Zudem steht für den Senat auch fest, dass der Kläger nicht gezwungen gewesen ist, wegen einer Bandscheibenerkrankung der Lendenwirbelsäule alle gefährdenden Tätigkeiten aufzugeben. Zwar wurde der Kläger nach dem Bericht der F. Klinik Bad B. aus einer stationären Behandlung vom 31.03.2000 bis 21.04.2000 als arbeitsunfähig entlassen, wobei nach dem Bericht davon ausgegangen wurde, das der Kläger dem Anforderungsprofil seiner Tätigkeit im letzten Betrieb nicht mehr gerecht wird. Dem Bericht lässt sich jedoch nicht entnehmen, dass für diese Einschätzung der Arbeitsfähigkeit des Klägers eine Bandscheibenerkrankung der Lendenwirbelsäule des Klägers bedeutsam war. Hiergegen spricht auch, dass sich der Kläger nach den Angaben von Dr. T. an das SG wegen Lendenwirbelsäulenbeschwerden jedenfalls seit 1999 nicht in Behandlung begeben musste. Auch nach den Angaben der Krankenversicherung des Klägers (I. c. ) bestand beim Kläger lediglich eine dokumentierte Arbeitsunfähigkeitszeit vom 29.07.1998 bis 31.07.1998 wegen einer akuten Lumboischialgie. Eine lediglich 3 Tage andauernde Arbeitsunfähigkeit spricht ebenfalls gegen einen Unterlassungszwang. Sonstige von der Krankenkasse des Klägers bescheinigte Arbeitsunfähigkeitszeiten betreffend der Wirbelsäule bzw. des Rückens (Kreuz- bzw. Rückenschmerzen) sind nicht weiter verifizierbar und können mangels Behandlung wegen Lendenwirbelsäulenbeschwerden auch nicht mit einer Bandscheibenerkrankung der Lendenwirbelsäule des Klägers in Verbindung gebracht werden. Dies gilt insbesondere für die bescheinigte Arbeitsunfähigkeitszeit vom 14.10.1999 bis 12.04.2001.

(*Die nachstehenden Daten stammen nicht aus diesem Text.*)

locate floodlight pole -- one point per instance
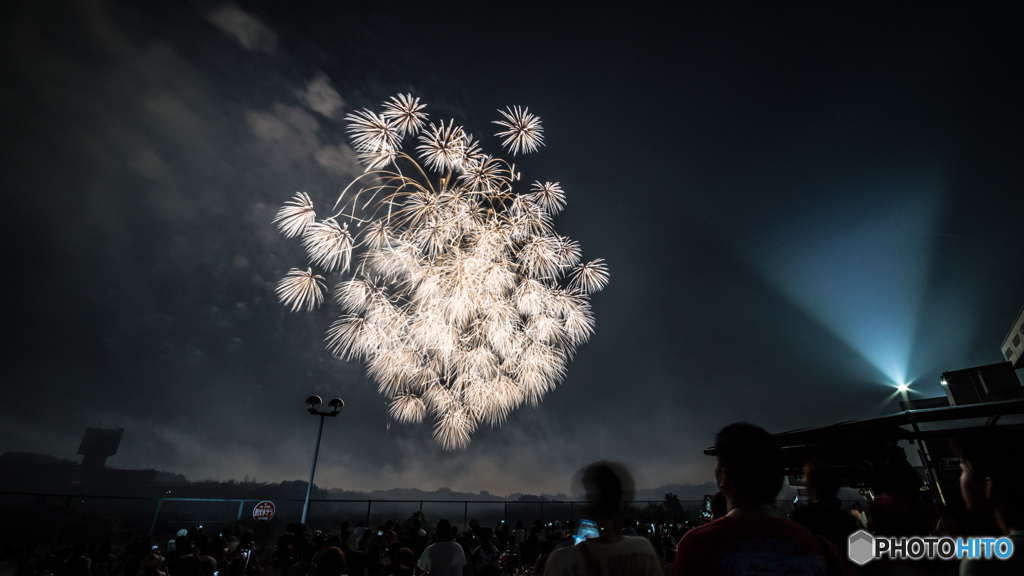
(312, 470)
(312, 403)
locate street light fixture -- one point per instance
(312, 405)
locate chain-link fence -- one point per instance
(68, 520)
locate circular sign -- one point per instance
(263, 510)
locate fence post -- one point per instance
(153, 527)
(56, 534)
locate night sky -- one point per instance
(801, 205)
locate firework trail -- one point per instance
(464, 302)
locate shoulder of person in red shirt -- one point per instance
(700, 550)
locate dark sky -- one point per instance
(801, 205)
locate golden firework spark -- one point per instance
(463, 302)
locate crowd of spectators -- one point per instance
(742, 532)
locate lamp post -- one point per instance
(312, 405)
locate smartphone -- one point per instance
(588, 529)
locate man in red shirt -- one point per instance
(753, 538)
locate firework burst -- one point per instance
(463, 301)
(522, 130)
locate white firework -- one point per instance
(522, 130)
(548, 196)
(442, 148)
(463, 300)
(295, 215)
(590, 277)
(301, 289)
(329, 245)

Danach steht für den Senat fest, dass beim Kläger eine BK Nr. 2108 der BKV nicht vorliegt. Dies gilt unabhängig von der von der Beklagten eingeholten Stellungnahme des Dr. K. vom 02.06.2010. Es kann deshalb offen bleiben, ob dem Einwand des Klägers zu folgen ist, die Beklagte habe mit der Einholung der Stellungnahme des Dr. K. § 200 Abs. 2 SGB VII verletzt.

Dem Kläger stünde ein Anspruch auf Entschädigung (Verletztenrente und gegebenenfalls Übergangsleistungen) schon deshalb - auch bei unterstellter Zulässigkeit der Klage - nicht zu.

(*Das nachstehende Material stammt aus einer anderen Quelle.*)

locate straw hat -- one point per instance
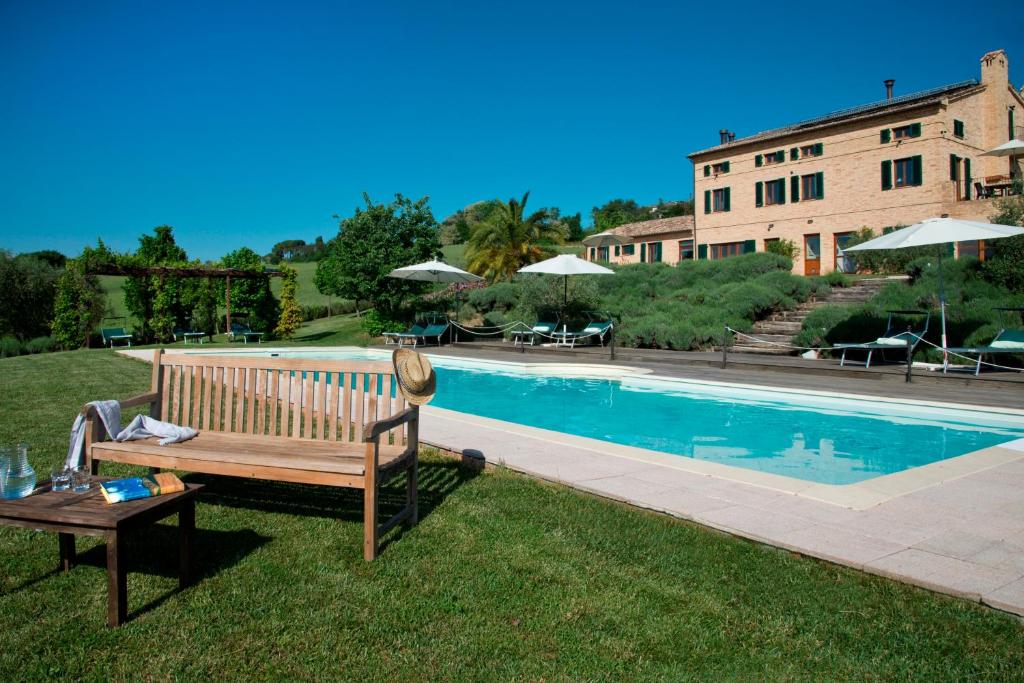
(417, 380)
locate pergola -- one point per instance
(187, 271)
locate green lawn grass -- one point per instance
(504, 579)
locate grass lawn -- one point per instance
(505, 578)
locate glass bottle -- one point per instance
(18, 477)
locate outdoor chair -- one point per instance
(540, 329)
(112, 335)
(892, 340)
(1008, 341)
(244, 331)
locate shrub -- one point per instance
(39, 345)
(9, 346)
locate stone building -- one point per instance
(882, 165)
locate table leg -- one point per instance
(67, 544)
(117, 581)
(186, 528)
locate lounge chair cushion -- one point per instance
(891, 341)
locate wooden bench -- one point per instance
(336, 423)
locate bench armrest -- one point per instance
(375, 429)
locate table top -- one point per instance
(88, 509)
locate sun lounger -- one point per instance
(112, 335)
(540, 330)
(595, 330)
(890, 341)
(1008, 341)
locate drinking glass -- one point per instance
(80, 479)
(60, 478)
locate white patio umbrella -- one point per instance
(434, 271)
(938, 231)
(565, 265)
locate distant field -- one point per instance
(308, 296)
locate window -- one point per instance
(720, 200)
(812, 186)
(726, 250)
(907, 172)
(775, 191)
(815, 150)
(685, 250)
(903, 132)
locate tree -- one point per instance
(158, 303)
(508, 240)
(291, 313)
(251, 296)
(374, 242)
(1006, 265)
(28, 284)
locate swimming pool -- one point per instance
(809, 436)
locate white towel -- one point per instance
(143, 427)
(110, 415)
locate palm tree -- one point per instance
(507, 242)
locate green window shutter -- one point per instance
(915, 165)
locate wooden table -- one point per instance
(71, 514)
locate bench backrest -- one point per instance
(305, 398)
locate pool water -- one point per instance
(815, 438)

Zu weiteren Ermittlungen sieht sich der Senat nicht gedrängt. Der Sachverhalt ist durch die zu den Akten gelangten medizinischen Unterlagen und die vom SG durchgeführten Ermittlungen geklärt. Gesichtspunkte, die dem Senat Anlass zu weiteren Ermittlungen insbesondere durch Einholung eines vom Kläger beantragten Gutachtens - geben, hat der Kläger im Berufungsverfahren nicht aufgezeigt.

Die Kostenentscheidung beruht auf § 193 SGG.

Gründe für die Zulassung der Revision liegen nicht vor.